20.08.07 - RWANDA/JUSTICE - SENTENCE CONFIRMED IN APPEAL FOR A HUMAN RIGHTS MILITANT

Arusha, 20 August 2007 (FH) - François Xavier Byuma, a Rwandan human rights activist who had been sentenced to 19 years in prison for genocide saw his sentenced confirmed Saturday in appeal, reports Monday the League for the Promotion and Defense of Human Rights (LIPRODHOR).

The appeal judges confirmed the judgment and the sentence rendered in first instance, according to the organization.

In May, Byuma, also a well known fiction author in his country, had been sentenced to 19 years in prison by the gacaca (pronounced gatchatcha) court of the Biryogo sector, in Kigali.

He had been found guilty of "criminal conspiracy" and violence against a Tutsi woman during the 1994 genocide.

The trial had been criticized by certain Rwandan and international human rights associations, including Human Rights Watch (HRW).

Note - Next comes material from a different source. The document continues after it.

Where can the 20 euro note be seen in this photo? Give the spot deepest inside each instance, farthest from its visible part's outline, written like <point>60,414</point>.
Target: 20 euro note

Member of several Rwandan human rights organizations, Byuma is president of the "Turengere abana" (Let us protect the children) association which, in a report, had accused Judge Sudi Imanzi, president of the gacaca court of Biryogo, of having raped a young girl.

Byuma can still ask for the revision of his trial, a recourse available by the gacaca courts law.

The "gacacas", popular courts inspired by ancestral village assemblies where wisemen settled disagreements sitting on the grass (gacaca in the kinyarwanda language), can try all persons to have allegedly been involved in the genocide; except for organizers and rapists, who are tried by the conventional courts.

The 1994 genocide, perpetrated by Hutu extremists, resulted, according to the Rwandan government, in nearly a million killed, primarily within the Tutsi community.